Yet as Naoto Kumazawa’s film alternates between Misako’s coming of age as a sociopathic killer, and Ryosuke’s search for Chie, it will become apparent that these two stories are intimately related. For much as Misako (played as a child by Kaya Kiyohara and as an adult by Yuriko Yoshitaka) seeks a ‘Yurigokoro’ – a word that she misheard as an infant from a doctor – to bring balance and meaning to her life, Ryosuke too is struggling to displace the dark impulses lying dormant deep within himself. Misako’s sense of emptiness is figured by the holes that she keeps trying to fill – first the oral and urethral holes in her plastic ‘drink and wet doll’ Yuriko, and then the hole in the lid of a well that she sadistically feeds with live snails, lizards and frogs, and then her own bodily orifices (expressly compared to the doll’s) when she later works as a prostitute. Meanwhile, Ryosuke’s hole is the gap in his own life story that the journal he is reading gradually supplements in unexpected ways. 

Yurigokoro has been adapted from the 2011 novel of the same name by Mahokaru Numata who, along with fellow novelists Kanae Minato, Kazuya Shiraishi and Natsuo Kirino, has become known for a relatively recent and highly popular subgenre of mystery fiction. Named for the sound that readers will ideally make while consuming it, iyamisu (literally “eww mystery”) combines traditional elements of the mystery with darker, more grotesque ingredients. Perhaps Gone Girl (both Gillian Flynn’s 2011 novel and David Fincher’s 2014 film) is the closest English-language equivalent, while Confessions (Minato’s 2008 novel and Tetsuya Nakashima’s 2010 film) is the Japanese example most familiar to western audiences. 

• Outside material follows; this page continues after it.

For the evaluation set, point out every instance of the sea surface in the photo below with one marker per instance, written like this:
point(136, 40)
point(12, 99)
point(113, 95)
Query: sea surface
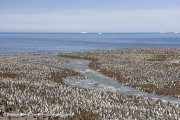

In the case of Yurigokoro, what starts as a sweet romance soon digresses to Misako’s disturbingly sensational narrative (full of casual cruelty, lesbian self-harm and cold-blooded murder), with Ryosuke’s own life gradually spiralling into an unhinged sort of melodrama. If these tonal shifts seem jarring, that is, given the film’s generic affiliations with Numata and iyamisu, an entirely intended effect. The journal Yurigokoro that Ryosuke finds elicits a complex response from him: it both freaks him out and increasingly infatuates him as he begins to suspect that it may not be a novel but a true story (with a very particular intended readership); it starts to haunt not only his daily thoughts but also his dreams; and ever so subtly it draws out characteristics and behaviours from inside of him that he never knew he had. As all this unfolds, we cannot help but be aware that we too are giving ourselves over to a text with the same name and the same themes. We might even wonder, beyond our initial ‘eww’, what effect its reception is having on us, and what it might be showing us about ourselves. 

In the film’s opening sequence, when Chie asks Ryosuke never to speed again, she is trying to change him. In a sense, that is the film’s principal theme – the nature with which we are born (e.g. Misako’s psychopathic tendencies and homicidal urges), and the capacity for love to contain or transform that nature, and tame the beast.